What does not generate earnings

  • Self-runs. Runs you start against your own agent (testing, dogfooding) are free and do not produce earnings entries.
  • Failed runs. If a run errors, times out, or exceeds its reservation, the buyer is not charged and no earnings entry is created.
  • Buyer-cancelled runs that never started. If a queued run is cancelled before it begins, the reservation is released and no earnings are created. (Once a run has actually started, the buyer is charged for the input portion of pricing — see Pricing for the exact rules — and that portion produces earnings as normal.)
  • Refunded runs. If a paid run is later refunded, the matching earnings entry is reversed.

Where your earnings live

Every paid run posts an immutable earnings entry to your account immediately on completion. You can see all of them — plus redemptions, cashouts, and reversals — in a unified activity feed at Dashboard → Earnings.

Three balances are tracked:

  • Lifetime earned — everything your agents have ever earned.
  • Available to redeem — earnings you can convert to Grexal buyer credits right now.
  • Cashable — earnings that have cleared a 14-day holding period and can be withdrawn.

The 14-day hold applies only to cashing out, not to redeeming as credits.

Two ways to use what you've earned

1. Redeem to credits — instant, no minimum

Convert any portion of your available balance into Grexal buyer credits. Useful if you also use Grexal to run other developers' agents — your earnings effectively pay for that usage with no top-up step in between.

  • No minimum amount.
  • No holding period — your most recent earnings are eligible immediately.
  • Done from the Redeem to credits button on the Earnings page.

2. Cash out — $10 minimum, 14-day hold

Once at least $10 of your earnings has cleared the 14-day holding period, you can request a payout from the Cash out button on the Earnings page.
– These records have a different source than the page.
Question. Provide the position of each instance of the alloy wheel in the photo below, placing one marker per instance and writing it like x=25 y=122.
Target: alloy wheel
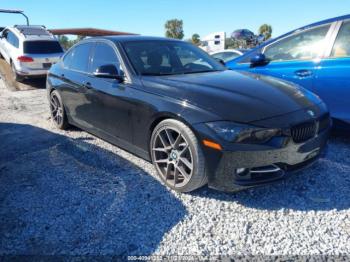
x=172 y=156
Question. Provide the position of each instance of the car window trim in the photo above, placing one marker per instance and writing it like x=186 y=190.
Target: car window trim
x=115 y=48
x=332 y=38
x=336 y=33
x=327 y=39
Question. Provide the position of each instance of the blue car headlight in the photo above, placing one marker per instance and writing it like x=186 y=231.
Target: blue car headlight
x=240 y=133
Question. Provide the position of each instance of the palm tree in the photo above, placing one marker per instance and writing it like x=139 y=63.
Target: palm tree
x=196 y=39
x=266 y=31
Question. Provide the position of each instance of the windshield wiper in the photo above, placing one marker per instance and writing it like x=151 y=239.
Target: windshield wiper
x=202 y=71
x=156 y=74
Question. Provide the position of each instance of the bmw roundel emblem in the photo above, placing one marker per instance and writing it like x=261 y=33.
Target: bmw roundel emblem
x=311 y=113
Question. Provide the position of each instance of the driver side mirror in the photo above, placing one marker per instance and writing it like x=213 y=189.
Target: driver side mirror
x=259 y=60
x=220 y=61
x=109 y=71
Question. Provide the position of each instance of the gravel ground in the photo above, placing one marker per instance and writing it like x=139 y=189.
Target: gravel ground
x=72 y=193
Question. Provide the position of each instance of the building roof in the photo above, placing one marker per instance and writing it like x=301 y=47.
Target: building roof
x=86 y=32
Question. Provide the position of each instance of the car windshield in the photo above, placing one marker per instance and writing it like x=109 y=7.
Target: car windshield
x=41 y=47
x=169 y=58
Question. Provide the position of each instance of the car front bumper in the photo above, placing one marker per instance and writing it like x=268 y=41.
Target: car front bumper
x=31 y=72
x=261 y=164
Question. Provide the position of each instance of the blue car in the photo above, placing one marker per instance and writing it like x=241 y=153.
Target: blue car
x=316 y=56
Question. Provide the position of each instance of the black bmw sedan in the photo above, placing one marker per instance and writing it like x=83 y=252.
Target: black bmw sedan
x=169 y=102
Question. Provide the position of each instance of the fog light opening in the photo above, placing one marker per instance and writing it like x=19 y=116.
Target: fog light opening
x=242 y=171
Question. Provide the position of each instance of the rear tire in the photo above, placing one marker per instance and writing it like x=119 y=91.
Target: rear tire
x=177 y=156
x=58 y=113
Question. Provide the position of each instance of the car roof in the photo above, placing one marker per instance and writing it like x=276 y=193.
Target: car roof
x=326 y=21
x=129 y=38
x=31 y=32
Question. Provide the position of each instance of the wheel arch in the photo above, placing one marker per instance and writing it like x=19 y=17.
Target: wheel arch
x=161 y=116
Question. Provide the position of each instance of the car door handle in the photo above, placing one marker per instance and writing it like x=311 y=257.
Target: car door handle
x=303 y=73
x=87 y=85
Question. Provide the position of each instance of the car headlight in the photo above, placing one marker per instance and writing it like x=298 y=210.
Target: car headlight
x=239 y=133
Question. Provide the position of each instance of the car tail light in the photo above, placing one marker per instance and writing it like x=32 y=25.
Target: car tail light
x=25 y=59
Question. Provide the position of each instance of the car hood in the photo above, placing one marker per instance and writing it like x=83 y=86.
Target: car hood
x=235 y=96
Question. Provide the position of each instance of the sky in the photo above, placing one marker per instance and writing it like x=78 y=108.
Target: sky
x=147 y=17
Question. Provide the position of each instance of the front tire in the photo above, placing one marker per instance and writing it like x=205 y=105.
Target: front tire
x=177 y=156
x=58 y=113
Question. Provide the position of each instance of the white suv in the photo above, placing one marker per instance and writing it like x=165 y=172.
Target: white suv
x=30 y=50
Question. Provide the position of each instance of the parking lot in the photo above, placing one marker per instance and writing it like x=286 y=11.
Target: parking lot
x=72 y=193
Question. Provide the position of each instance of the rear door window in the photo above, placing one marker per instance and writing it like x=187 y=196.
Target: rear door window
x=12 y=39
x=41 y=47
x=104 y=54
x=341 y=46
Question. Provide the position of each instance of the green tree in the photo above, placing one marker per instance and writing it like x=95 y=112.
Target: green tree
x=196 y=39
x=174 y=29
x=64 y=41
x=266 y=31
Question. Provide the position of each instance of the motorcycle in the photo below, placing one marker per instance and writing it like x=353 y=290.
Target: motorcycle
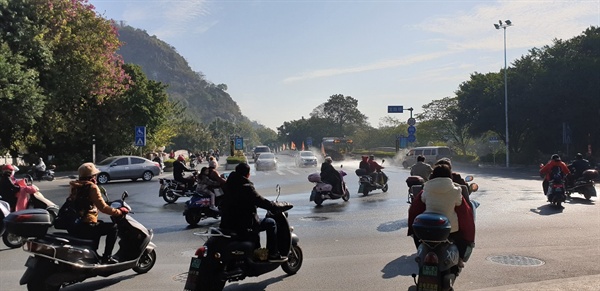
x=437 y=256
x=48 y=174
x=323 y=191
x=170 y=190
x=584 y=185
x=198 y=207
x=366 y=183
x=228 y=257
x=36 y=201
x=59 y=259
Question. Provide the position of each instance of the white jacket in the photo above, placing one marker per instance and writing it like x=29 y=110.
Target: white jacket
x=441 y=195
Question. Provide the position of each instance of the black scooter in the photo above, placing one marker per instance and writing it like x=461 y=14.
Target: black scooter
x=60 y=259
x=366 y=183
x=228 y=257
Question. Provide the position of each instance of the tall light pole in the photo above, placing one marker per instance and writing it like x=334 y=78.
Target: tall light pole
x=504 y=25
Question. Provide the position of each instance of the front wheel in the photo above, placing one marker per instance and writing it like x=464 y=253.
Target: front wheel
x=294 y=261
x=12 y=240
x=192 y=218
x=41 y=272
x=169 y=196
x=146 y=262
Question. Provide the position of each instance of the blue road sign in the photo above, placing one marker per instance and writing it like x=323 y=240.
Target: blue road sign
x=411 y=130
x=239 y=143
x=395 y=108
x=140 y=136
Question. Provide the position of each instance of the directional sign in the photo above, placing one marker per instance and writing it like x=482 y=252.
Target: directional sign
x=395 y=108
x=140 y=136
x=239 y=143
x=411 y=130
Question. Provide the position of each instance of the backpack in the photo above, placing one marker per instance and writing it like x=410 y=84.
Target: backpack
x=68 y=214
x=556 y=174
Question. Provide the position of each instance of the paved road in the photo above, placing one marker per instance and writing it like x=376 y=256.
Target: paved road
x=361 y=244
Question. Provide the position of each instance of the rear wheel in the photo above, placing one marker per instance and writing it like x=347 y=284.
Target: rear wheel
x=12 y=240
x=147 y=176
x=192 y=218
x=294 y=261
x=146 y=262
x=169 y=196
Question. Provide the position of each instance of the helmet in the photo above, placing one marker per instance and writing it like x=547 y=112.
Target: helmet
x=8 y=168
x=87 y=170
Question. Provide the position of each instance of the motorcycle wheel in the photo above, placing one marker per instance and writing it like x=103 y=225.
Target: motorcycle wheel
x=385 y=187
x=589 y=191
x=318 y=199
x=147 y=176
x=42 y=271
x=169 y=197
x=294 y=261
x=146 y=262
x=12 y=240
x=208 y=278
x=192 y=218
x=346 y=195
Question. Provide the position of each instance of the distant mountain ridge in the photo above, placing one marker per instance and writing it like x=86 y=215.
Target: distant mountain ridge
x=161 y=62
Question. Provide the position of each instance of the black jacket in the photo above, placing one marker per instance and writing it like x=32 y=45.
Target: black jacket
x=239 y=205
x=8 y=190
x=178 y=169
x=330 y=175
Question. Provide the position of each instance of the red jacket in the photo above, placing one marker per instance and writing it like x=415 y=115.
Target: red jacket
x=466 y=223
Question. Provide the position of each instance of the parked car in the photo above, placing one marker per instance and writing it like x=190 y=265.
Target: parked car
x=266 y=161
x=305 y=159
x=259 y=150
x=127 y=167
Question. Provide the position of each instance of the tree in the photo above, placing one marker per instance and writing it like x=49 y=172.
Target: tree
x=343 y=113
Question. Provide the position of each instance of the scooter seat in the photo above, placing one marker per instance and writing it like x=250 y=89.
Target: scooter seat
x=63 y=237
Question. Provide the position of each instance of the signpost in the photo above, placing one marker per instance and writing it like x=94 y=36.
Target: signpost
x=140 y=136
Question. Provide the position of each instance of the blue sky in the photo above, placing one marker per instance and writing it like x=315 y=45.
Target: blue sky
x=281 y=59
You enter the amount, optionally add a note, and submit a payout request. Grexal follows up to confirm payment details and process the transfer.

  • Minimum cashable balance: $10.
  • Holding period: 14 days from when each earning was created.
  • A pending payout request can be cancelled while it's still in requested state.
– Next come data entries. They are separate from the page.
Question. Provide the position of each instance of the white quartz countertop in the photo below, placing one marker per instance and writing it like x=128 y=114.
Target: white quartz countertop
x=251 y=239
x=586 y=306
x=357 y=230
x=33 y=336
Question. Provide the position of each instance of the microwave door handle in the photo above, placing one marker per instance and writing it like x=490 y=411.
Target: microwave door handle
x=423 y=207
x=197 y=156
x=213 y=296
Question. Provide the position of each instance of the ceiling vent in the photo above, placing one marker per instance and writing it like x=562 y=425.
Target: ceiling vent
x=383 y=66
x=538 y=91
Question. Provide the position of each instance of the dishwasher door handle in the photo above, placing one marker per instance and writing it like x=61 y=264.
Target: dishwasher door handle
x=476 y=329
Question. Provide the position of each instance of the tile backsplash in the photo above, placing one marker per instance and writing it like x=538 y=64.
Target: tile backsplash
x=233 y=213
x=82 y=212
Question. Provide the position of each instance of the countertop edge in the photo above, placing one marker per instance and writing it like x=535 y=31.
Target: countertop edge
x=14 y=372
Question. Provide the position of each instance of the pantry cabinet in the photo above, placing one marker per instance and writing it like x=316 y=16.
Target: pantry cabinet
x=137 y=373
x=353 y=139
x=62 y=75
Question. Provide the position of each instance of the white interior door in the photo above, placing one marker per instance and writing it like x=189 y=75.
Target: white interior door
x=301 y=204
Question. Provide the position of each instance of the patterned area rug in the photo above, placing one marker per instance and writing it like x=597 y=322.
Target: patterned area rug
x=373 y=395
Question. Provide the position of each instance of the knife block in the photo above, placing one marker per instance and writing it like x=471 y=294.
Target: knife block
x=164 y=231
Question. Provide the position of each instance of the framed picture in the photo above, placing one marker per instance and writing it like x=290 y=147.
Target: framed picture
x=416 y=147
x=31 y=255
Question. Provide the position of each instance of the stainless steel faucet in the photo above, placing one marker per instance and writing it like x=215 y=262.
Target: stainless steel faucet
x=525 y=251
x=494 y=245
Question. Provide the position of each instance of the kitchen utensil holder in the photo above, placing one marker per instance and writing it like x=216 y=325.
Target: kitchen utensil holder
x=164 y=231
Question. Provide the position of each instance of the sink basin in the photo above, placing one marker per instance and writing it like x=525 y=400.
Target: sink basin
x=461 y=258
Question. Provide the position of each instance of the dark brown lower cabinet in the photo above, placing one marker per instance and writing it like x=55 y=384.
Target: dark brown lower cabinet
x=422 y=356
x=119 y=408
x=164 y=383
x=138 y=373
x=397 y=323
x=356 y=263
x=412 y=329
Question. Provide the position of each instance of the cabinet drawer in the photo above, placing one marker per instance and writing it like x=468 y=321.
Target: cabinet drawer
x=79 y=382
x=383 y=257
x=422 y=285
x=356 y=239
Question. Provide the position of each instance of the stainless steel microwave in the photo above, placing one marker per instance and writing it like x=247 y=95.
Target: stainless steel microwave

If you have less than $10 cashable but some balance available, the dialog will offer the redeem-to-credits path as an escape hatch.

Buyer privacy

Each earnings entry is tagged with a scoped buyer ID — a stable identifier that lets you recognize repeat customers of your agents (visible on the per-agent earnings card), but doesn't let anyone correlate the same buyer across the marketplace. The same human running another developer's agent has a different scoped ID over there.

You see useful repeat-customer signal; buyers don't have their identity exposed to you or to other developers.

TL;DR

  • You keep 80% of every paid run (with a $0.02 floor and 30% cap on micro-runs).
  • No separate platform bill. The 20% fee covers all sandbox compute, build, deploy, storage, and listing.
  • Your own external API costs (LLMs, third-party APIs) are yours to cover — bill the buyer for them through token/page/file line items in your price.
  • Earnings post immediately, can be redeemed to credits anytime, or cashed out after 14 days ($10 minimum).
  • Self-runs and failed runs don't generate earnings; refunds reverse them.
  • Manage everything at Dashboard → Earnings.